Abushariaa Ahmed: Sudan Series, 2019
About:
Abushariaa a graduate from Sudan University’s College of Fine & Applied Arts in 1990, left Sudan in the mid-90s and spent some years in Kenya. He later lived for a short period in Cologne, Germany before settling in Kampala, Uganda, in 2000, where he still lives and works as a fulltime artist.
Abushariaa’s style is influenced by the pioneers of Sudan’s contemporary art scene, including Ibrahim el Salahi and Rashid Diab. In the 1960s their Khartoum School was recognised as an emergent modernist movement, known for its Sudanawiyya style – a synthesis of Western influences and other traditions that captures Sudan’s diversity.
In the series “Sudan 06-19”, the artist depicts the role of women in the Sudan revolution which reached its peak around June 2019. Women like Alaa Salah who led powerful protest chants that helped fuel the revolution that ousted President Omar al-Bashir from 30 years of authoritarian rule came to symbolize the integral role women played on the front lines of the pro-democracy protests, where they often outnumbered men.

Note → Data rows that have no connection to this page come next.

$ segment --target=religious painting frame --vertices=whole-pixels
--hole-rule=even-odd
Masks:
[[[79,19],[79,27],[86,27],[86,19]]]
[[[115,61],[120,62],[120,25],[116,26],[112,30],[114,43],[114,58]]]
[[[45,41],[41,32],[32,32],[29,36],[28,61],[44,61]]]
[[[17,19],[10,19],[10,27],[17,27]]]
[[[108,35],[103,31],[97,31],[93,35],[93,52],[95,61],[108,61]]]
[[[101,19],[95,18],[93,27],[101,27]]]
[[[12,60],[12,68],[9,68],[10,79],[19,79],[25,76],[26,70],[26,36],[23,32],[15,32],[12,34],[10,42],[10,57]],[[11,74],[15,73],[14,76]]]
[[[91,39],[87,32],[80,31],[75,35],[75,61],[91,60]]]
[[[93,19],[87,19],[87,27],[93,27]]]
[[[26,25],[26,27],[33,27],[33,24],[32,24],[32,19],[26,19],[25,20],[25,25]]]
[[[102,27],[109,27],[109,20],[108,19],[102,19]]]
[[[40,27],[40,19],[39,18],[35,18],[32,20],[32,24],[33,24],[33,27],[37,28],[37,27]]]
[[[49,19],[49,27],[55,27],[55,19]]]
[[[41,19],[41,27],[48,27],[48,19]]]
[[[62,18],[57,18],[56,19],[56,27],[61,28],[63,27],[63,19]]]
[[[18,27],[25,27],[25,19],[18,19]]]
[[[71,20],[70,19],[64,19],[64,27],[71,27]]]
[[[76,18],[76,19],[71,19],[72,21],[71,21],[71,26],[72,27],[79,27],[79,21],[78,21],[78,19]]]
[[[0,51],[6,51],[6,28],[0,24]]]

Speaking at United Nations Security Council meeting on women, peace and security in October 2019, Salah said “Women-led resistance committees and sit-ins, planned protest routes and disobeyed curfews, even in the midst of a declared state of emergency that left them vulnerable to security forces. Many were teargassed, threatened, assaulted and thrown in jail without any charge or due process. However, despite this visible role, despite their courage and their leadership, women have been side-lined in the formal political process in the months following the revolution.”
Abushariaa feels the need to share some of these scenarios using his distinctive ink drawings rich with ornamental and patterned symbols of his Nubian culture and occasional Arabic calligraphy.
Abushariaa has exhibited extensively in East Africa and in Canada, the US, Germany, Denmark, Monaco and the UK. His artwork is held in many private and public collections all over the world – in the African Museum of Art in Seoul, South Korea, and in the collection of the World Bank in Washington DC, the USA amongst others.